I’ve been waiting for this to happen. I know most of you are probably tired of all the hype around mobile location based services (LBS). Location is not a panacea, it’s just another technology that can enhance a limited number of mobile services. As Russell Beattie said, “Most LBS applications are a black hole of wasted time, effort, money, and opportunity.” I generally agree, but as even Russ in one of his better rants admits, an area where location really does make a difference is mapping and directions. Would you rather have a local search application launch with a map centered on your current location or with an outline map of the US?
From a purely technical perspective, finding the user is as easy as it gets in terms of LBS technology. The government’s E911 mandate means the carriers already have this technology in place. However the business, privacy and political barriers to being able share this data on a mobile network is another story.
One of those barriers has fallen. For the first time a US carrier has given users the ability to share their location with a third party mobile web site. Granted, the third party is Microsoft, but it’s a start, completive pressures will eventually extend this capability to other sites and services. At least that’s what happened in Japan years ago. Initially DoCoMo only provided location data to selected on-portal sites but after a few years users were given the ability to grant permission to any site on a site by site basis. It might take a while though, the US carriers are the worst in the world when it comes to using security as an excuse to block innovation.
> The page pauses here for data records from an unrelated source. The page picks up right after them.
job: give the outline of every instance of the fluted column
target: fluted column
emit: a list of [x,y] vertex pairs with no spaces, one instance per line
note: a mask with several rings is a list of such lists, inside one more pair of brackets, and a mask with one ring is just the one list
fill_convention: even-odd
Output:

What Sprint did is launch two new LBS services from Microsoft, both of which are free of charge to all customers on the Sprint CDMA network. A data plan is also required but Sprint’s are pretty reasonable $10-15/month for unlimited data from any handset. The first new service is a mobile web based local search engine that uses your current location as the starting point for searches. The other is a Java ME based local search with voice recognition – you speak your search query rather than laboriously pecking it in.
Image – Engadget.com
I had a chance to try both at a couple of the carrier’s stores last weekend. It’s nice to see that Sprint’s not hiding the new location enabled search, it’s integrated into the main search box at top of the portal’s home page. When you do a search, the results page has a “Go Local” button at the top which when pressed performs a location based search. It worked pretty well on the searches I tried. The service doesn’t indicate your precise location, only telling me I was somewhere in San Francisco, but it obviously knew my position more precisely, correctly returning the nearest ATM and Starbucks when tested from two different Sprint stores. The results pages are the familiar ones from Microsoft’s Live local search, with high quality zoomable, scrollable MapPoint maps, click-to-call and driving directions. Very nice, at least when it works – I got several time-outs and a “Sorry the search Service is not available” error in the brief time I was trying it. I hope Microsoft and Sprint can quickly fix this apparent scalability issue.
Another presumably temporary but really dumb part of this rollout is that according to comments on the Engadget post it doesn’t work on Windows Mobile devices. I confirmed this on an HTC Mogul at one of the Sprint stores. Even if I typed the same URL that the feature phones were loading, mobilesearch.sprintpcs.com, I didn’t get the location search. I don’t know about Treos and Blackberries as there were none at the stores with a working data connection. Pretty weird, Sprint and Microsoft roll out an awesome new service that works on cheap phones but not on the top of the line models running Microsoft’s own mobile OS!!
There’s some confusion about the technology behind this service. According to Engadget it’s based on cell location. However, Sprint’s press release repeatedly says “GPS” with no mention of using tower coordinates at all. My guess is that it’s both. Sprint is likely using the same technology that it implemented for E911 emergency services, assisted GPS plus AFLT (Advanced Forward Link Trilateration), meaning that the GPS receiver in the handset is augmented by computers on the network which have access to both satellite and tower location data.
I also tried the other new Sprint feature, the voice and location enabled Live Search Java application, on an LG Musiq. I only had a few minutes to try it (people were waiting to play with the Musiq which is apparently a very popular model) but I was quite impressed. I had to download the application but the link was right on the Sprint home page. It took less than a minute to download and launch on the EVDO network. The user interface couldn’t have been simpler, you just press the “Talk” button and speak you query. I tried with the classic test of “Starbucks”. The first time I got a weird message that said “Keep typing…” but with no text box to indicate what I was entering. That didn’t seem to be working so I canceled out and retried. After a typical GPS delay of about a minute Live Search had located the nearest latte shop. This application uses the TellMe technology Microsoft acquired last year and is currently available on only five phones; the Samsung a900 and a920, Motorola Razr, Sanyo 840 and LG 550 Muziq.
I believe in using location data where it adds real value like local search. According to the Engadget post, Microsoft has indicated that the Sprint deal is not an exclusive one. I expect to see other carriers launching similar services with Microsoft or maybe a different partner.
I think user should decide whether to allow access to this information.